Presentará Pruebas Contra Maduro Y Cabello: Ex fiscal venezolana rechazó el asilo que le ofreció Temer
Telam/El Litoral (Argentina), 25/08/2017

La ex fiscal venezolana Luisa Ortega Díaz, quien salió de su país tras ser acusada de traición por el gobierno, afirmó en Brasilia que posee pruebas en al menos cuatro países para denunciar por corrupción al presidente Nicolás Maduro y al número dos del chavismo, Diosdado Cabello, y advirtió que el caso puede generar inestabilidad en la región.
El canciller de Brasil, Aloysio Nunes, afirmó que su gobierno le ofreció asilo a Ortega Díaz, pero ella respondió que por el momento prefería regresar a Colombia, adonde llegó la semana pasada por vía aérea tras escapar en lancha hasta Aruba.
“Voy a entregar pruebas a autoridades de distintos países para que se investigue, en virtud del principio de jurisdicción universal”, dijo Ortega Díaz al participar de una reunión de procuradores generales de los países miembros del Mercosur y los Brics, en Brasilia.
La ex funcionaria venezolana fue respaldada por el fiscal general de Brasil, Rodrigo Janot, quien sostuvo que la democracia está siendo víctima de una “vejación institucional” en Venezuela.
Ortega Díaz, quien llegó a Brasilia proveniente de Colombia, que también le ofreció asilo, afirmó que existen pruebas de corrupción que involucran a Maduro y a otros dirigentes del oficialismo venezolano, así como a empresas extranjeras, como la constructora brasileña Odebrecht.
De Cabello dijo que tiene pruebas de que recibió unos 100.000 dólares por parte de una empresa española.

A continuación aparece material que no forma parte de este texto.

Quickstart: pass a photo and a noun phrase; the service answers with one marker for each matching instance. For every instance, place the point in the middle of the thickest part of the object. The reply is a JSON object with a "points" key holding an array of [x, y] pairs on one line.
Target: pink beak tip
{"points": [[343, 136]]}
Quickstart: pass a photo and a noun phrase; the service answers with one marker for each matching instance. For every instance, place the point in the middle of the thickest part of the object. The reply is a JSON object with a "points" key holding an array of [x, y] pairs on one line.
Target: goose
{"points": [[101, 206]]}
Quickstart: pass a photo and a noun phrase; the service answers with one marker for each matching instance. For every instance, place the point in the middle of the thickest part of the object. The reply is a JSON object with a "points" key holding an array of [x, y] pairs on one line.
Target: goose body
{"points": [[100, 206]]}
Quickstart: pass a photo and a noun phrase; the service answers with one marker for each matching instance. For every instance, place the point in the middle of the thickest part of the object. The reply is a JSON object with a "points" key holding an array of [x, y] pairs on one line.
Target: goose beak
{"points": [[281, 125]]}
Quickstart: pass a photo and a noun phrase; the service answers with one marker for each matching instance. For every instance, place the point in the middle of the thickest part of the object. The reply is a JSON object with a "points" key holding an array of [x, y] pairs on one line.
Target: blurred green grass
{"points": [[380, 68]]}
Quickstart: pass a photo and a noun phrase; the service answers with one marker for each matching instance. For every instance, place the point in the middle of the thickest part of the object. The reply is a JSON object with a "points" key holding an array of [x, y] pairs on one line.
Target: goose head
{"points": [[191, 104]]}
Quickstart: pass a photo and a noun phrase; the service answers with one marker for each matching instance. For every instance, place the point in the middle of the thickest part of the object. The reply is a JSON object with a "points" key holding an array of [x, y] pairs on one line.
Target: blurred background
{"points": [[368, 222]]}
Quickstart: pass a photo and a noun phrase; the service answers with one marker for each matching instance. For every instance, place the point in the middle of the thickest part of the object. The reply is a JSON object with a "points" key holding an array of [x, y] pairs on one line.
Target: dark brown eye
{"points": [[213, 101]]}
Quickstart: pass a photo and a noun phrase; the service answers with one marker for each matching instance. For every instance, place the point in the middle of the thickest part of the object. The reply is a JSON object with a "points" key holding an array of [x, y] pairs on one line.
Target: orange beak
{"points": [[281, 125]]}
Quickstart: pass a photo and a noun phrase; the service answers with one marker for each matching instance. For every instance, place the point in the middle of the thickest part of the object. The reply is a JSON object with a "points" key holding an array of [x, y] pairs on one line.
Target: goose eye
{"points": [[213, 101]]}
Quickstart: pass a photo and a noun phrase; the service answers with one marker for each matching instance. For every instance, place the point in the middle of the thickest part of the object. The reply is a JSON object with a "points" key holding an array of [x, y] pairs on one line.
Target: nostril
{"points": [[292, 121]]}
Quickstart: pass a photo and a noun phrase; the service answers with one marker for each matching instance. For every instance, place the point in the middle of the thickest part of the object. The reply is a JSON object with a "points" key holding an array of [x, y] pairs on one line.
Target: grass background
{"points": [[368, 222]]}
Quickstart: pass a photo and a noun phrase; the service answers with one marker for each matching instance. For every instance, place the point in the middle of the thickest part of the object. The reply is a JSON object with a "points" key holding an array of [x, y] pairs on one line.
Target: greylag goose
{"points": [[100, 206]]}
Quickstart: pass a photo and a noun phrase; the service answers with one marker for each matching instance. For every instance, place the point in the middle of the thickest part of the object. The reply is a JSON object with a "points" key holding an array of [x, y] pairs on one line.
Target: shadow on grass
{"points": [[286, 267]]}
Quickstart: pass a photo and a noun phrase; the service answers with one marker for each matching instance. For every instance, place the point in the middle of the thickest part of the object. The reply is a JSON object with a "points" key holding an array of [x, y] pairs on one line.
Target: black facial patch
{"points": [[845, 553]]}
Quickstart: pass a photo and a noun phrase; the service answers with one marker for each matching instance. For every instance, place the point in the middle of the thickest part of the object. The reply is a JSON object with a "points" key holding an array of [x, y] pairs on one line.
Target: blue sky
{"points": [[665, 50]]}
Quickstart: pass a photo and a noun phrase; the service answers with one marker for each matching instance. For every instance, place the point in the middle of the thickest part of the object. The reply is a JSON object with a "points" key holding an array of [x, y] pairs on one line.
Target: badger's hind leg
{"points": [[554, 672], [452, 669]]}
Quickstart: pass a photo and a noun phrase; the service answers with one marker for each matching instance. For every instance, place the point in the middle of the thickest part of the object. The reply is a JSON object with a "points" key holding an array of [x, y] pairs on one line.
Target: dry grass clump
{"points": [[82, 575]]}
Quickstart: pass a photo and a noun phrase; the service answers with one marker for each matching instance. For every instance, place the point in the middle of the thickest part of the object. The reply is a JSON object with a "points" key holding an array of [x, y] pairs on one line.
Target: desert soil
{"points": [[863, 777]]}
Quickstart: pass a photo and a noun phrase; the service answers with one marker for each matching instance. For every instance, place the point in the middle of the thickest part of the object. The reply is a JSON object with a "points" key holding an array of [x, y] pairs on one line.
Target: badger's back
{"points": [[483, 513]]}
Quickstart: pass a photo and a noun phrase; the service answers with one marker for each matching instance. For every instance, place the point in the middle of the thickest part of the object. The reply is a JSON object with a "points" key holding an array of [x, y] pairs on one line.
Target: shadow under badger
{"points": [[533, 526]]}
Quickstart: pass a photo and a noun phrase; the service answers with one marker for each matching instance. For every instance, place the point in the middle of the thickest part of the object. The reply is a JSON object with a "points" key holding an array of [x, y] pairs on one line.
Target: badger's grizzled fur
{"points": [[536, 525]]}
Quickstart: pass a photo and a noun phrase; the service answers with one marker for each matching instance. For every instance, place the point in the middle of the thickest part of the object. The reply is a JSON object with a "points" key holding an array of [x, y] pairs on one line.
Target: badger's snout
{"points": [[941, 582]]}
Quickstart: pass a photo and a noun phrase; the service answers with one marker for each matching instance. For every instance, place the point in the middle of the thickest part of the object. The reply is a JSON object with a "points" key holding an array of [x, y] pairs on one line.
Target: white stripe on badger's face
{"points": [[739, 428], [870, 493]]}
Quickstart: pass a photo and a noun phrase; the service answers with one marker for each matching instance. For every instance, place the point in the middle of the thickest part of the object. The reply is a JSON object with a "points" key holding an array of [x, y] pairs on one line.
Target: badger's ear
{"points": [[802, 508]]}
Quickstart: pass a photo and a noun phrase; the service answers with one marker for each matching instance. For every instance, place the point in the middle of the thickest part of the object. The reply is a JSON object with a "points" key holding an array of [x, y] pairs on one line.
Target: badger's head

La reunión de fiscales del Mercosur, de la cual participa la procuradora general argentina, Alejandra Gils Carbó, estuvo marcada por la conmoción política que causa el caso de Ortega Díaz.
La ex fiscal general dijo que pretende presentar la documentación sobre corrupción a las autoridades de Brasil, Estados Unidos y Colombia.
Durante la apertura de la XXII Reunión Especializada de Ministerios Públicos del Mercosur (Rempm), Ortega Díaz fue tratada como la “fiscal legítima” de Venezuela por Janot y sus pares.
Militante chavista y fiscal general de la República desde 2007, designada por iniciativa del entonces presidente Hugo Chávez, Ortega Díaz fue profundizando sus disidencias con el gobierno de Maduro hasta que fue echada del cargo.
Ortega calificó lo que ocurre en su país como “muerte del derecho” y advirtió que “lo que ocurre en Venezuela puede permear a toda la región”.